Ouvida pela mesma publicação, a antropóloga Débora Diniz defende que ao não permitir o direito de interromper a gravidez sem correr o risco de sofrer até três anos de prisão, o Estado lança as grávidas “numa situação de extremo desamparo”.
Débora Diniz é também membro do instituto de bioética Anis, que já prepara uma ação para que o STF equipare as contaminadas com o vírus zika às grávidas portadoras de bebés anencéfalos.

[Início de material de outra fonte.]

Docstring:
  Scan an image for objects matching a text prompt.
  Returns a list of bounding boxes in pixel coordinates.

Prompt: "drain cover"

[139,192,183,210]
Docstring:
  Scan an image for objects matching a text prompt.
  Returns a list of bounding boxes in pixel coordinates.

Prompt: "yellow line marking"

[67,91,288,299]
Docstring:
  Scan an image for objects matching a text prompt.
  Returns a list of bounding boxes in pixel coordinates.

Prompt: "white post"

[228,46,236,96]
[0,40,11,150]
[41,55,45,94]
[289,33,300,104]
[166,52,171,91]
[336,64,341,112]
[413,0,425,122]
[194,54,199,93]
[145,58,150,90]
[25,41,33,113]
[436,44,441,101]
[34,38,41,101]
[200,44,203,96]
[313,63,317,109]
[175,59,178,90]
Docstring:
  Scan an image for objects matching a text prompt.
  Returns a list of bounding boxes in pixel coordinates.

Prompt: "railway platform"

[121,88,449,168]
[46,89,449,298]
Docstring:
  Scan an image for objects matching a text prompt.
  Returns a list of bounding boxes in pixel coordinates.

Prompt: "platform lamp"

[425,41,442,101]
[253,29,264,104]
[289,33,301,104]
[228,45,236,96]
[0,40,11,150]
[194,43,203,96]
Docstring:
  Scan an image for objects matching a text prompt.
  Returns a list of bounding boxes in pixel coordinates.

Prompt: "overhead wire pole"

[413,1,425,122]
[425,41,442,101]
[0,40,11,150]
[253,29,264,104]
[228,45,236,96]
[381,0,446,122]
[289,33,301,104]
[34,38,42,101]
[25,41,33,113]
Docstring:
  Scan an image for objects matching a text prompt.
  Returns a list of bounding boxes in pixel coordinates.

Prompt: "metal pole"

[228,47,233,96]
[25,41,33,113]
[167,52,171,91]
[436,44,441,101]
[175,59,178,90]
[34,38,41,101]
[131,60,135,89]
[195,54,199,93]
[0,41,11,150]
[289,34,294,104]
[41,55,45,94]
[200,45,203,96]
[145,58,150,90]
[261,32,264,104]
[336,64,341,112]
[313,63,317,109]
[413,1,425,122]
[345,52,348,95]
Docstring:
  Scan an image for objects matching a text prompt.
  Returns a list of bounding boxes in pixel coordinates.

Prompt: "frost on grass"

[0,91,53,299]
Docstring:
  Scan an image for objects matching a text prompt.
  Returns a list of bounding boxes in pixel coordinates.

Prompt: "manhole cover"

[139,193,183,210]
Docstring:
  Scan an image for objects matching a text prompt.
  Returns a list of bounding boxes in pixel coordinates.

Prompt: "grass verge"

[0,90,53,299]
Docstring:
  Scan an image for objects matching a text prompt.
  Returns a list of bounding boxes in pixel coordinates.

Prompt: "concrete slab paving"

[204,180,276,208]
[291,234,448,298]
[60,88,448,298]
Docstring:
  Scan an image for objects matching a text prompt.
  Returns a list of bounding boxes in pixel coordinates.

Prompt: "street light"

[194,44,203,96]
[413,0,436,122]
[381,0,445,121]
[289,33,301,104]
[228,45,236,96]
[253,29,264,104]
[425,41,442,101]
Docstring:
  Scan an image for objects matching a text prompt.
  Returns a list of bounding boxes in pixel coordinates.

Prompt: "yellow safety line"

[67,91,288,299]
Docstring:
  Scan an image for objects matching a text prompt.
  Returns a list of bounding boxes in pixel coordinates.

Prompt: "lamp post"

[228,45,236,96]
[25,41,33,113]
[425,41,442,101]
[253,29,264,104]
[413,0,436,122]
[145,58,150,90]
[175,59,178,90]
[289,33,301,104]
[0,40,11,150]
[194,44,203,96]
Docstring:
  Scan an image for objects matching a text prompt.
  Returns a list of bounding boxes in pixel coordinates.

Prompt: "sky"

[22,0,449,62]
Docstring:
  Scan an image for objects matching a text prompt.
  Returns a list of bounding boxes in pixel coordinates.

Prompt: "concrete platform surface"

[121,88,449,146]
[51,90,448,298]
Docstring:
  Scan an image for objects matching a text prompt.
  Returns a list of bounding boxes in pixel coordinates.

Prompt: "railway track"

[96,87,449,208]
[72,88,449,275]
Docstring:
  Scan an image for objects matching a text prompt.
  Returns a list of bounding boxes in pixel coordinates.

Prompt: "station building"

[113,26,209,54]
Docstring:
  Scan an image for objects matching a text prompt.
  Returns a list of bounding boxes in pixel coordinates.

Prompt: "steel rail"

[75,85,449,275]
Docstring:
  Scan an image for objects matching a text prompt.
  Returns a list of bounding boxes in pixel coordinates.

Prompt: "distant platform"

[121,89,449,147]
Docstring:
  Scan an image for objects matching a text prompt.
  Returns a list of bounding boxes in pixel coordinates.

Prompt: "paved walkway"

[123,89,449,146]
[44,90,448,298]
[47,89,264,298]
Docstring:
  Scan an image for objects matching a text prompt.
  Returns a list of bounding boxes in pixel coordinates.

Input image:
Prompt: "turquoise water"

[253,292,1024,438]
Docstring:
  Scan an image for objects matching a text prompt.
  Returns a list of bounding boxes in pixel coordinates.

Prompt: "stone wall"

O debate surge numa altura de posições sociais cada vez mais extremadas no Brasil: por um lado, o Congresso Nacional é considerado o mais conservador da história democrática do país, com uma bancada suprapartidária de quase 100 deputados chamada de Bancada da Bíblia, por ser contrária a questões como o casamento gay ou o aborto, e que inclui o presidente da Câmara dos Deputados, o poderoso Eduardo Cunha; por outro, nas ruas e nas redes sociais a sociedade multiplica-se em atos contra o machismo, movimento classificado de “Primavera das Mulheres” e classificado pela imprensa como a principal novidade política de 2015.